However, my general dislike of unpleasantness leads me to retreat into self-created enclaves. I seek out media sources that I agree with. I read and watch and listen to things I like already, and I find new things to read and watch and listen to based on things I already know. I write trivial and personal things and I don’t tackle big things that I care about because goddamn it I don’t want to have to deal with the inevitable and awful blowback that I would get.*
And I know, there are horrible and disgusting and immoral things that happen every single day. Things that affect me and people I love directly, indirectly, or just by happening in the same world as me. And I know that me being silent makes me complicit and part of the problem. But I can’t step in, except in minor and meaningless ways.
And this makes me a coward. I know that.
And I’m not going to make a resolution that “from now on, I will be a different person and engage in fights both online and in real life even if it’s exhausting and terrifying”, because I know that I probably won’t. I can’t even get myself to floss every day, so I don’t think I can get myself to change a basic and deeply ingrained personality trait.
But if this blog (and my other writing) remains a pleasant retreat from reality, I can at least read and remark on the important things that other people write. If I can’t always speak up when I want to, I can at least agree when others do.

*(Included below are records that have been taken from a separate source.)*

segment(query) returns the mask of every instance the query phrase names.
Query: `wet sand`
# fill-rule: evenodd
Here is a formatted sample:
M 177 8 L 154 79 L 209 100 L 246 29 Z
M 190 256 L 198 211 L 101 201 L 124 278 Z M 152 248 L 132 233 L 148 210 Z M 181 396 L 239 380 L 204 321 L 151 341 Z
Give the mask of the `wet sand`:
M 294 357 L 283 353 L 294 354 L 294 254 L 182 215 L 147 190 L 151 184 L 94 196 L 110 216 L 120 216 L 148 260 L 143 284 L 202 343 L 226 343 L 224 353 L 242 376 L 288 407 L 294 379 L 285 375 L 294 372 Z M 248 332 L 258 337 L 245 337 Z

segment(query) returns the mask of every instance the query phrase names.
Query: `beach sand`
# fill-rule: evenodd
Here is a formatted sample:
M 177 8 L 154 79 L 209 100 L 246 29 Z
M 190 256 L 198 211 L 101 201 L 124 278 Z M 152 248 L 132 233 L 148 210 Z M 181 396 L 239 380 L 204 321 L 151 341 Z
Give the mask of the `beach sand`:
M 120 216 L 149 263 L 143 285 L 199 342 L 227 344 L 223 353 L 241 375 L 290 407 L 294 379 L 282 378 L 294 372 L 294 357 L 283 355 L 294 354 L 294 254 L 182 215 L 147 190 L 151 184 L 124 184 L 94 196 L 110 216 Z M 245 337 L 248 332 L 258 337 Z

If I can’t be out there getting my head broken in the street I can bandage yours when you do.
So while normally I love being the star and the centre of attention, in this arena I will gladly step aside and be the back-up singer. And I’ll play tambourine if you need me to. And hell, I’ll be your roadie.
Because I really want the show to go on. Even if I can’t make it happen myself.
*The first three links are meant to be helpful ones, BTW, not definitional ones.